Three, rapid urban expansion also stresses water sources. Within a generation, some two billion people will be added to urban populations in Asia and sub-Saharan Africa. Most of them will live in slums. Ghosh quotes the Tenth Plan estimate of housing shortage of 23 million. This is apart from the fact that only half of the homes are permanent. The urban sector for instance contributes 60 per cent of the gdp and over 90 per cent of central revenues in India yet gets only 17 per cent water, most of it at very subsidised rate. Urban food and lifestyle preferences too are more water-intensive, making a mockery of the subsidy.
Ghosh feels the quality of water and surface pollution issues are more important than subsidy issues. "We recognise that (water) projects must be financially viable. But the provision of safe drinking water to our citizens cannot be conditional upon their ability to pay." It's here that the fourth reason assumes the greatest importance: availability of financial resources and technology transfer.

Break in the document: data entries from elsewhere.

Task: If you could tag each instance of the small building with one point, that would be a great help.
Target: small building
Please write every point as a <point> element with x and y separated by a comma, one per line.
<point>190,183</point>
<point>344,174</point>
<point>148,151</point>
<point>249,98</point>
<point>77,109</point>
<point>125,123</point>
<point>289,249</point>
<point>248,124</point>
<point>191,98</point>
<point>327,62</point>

Sachs agrees. "Countries need to do an MDG assessment, write a policy framework, finance a plan through 2015 and finally a strategy for independent monitoring and evaluation. At the global level, we need a major rise in financing under ODA—$14 to $20 billion a year, a doubling of ODA during 2005-15 and their compatibility with the goals and commitments from scientific bodies and leading mncs to support these."
To meet the three MDGs, an investment of nearly $30 billion is needed per year. Currently, the developing countries spend nearly $15 billion, two-thirds of it from their pockets. It's essential to find this extra money and also ensure that not a penny invested in such programmes is wasted.
India gets very little ODA—something like 35 cents per capita on water and sanitation. Instead of more aid, India is now seeking cheap water technologies on the lines of the WTO proposal on open access to life-saving drugs. The proposal was floated at the CSD review session and will be discussed at the nex WTO meet.
Public-private partnerships were also stressed despite their limited success so far. But more important, said the Peruvian development expert and writer Hernando De Soto and UN-Habitat chief executive Anna Tibaijuka, was the role of property law in releasing the potential of peoples' assets and obtaining access to credits, in other words, security of tenure.
Chair Brende had the final word. "The cost of not acting on these promises would be more than the cost of acting," he said. In a world where every year $900 billion is spent on armaments and $6 billion on development, will such warnings fall again on deaf ears?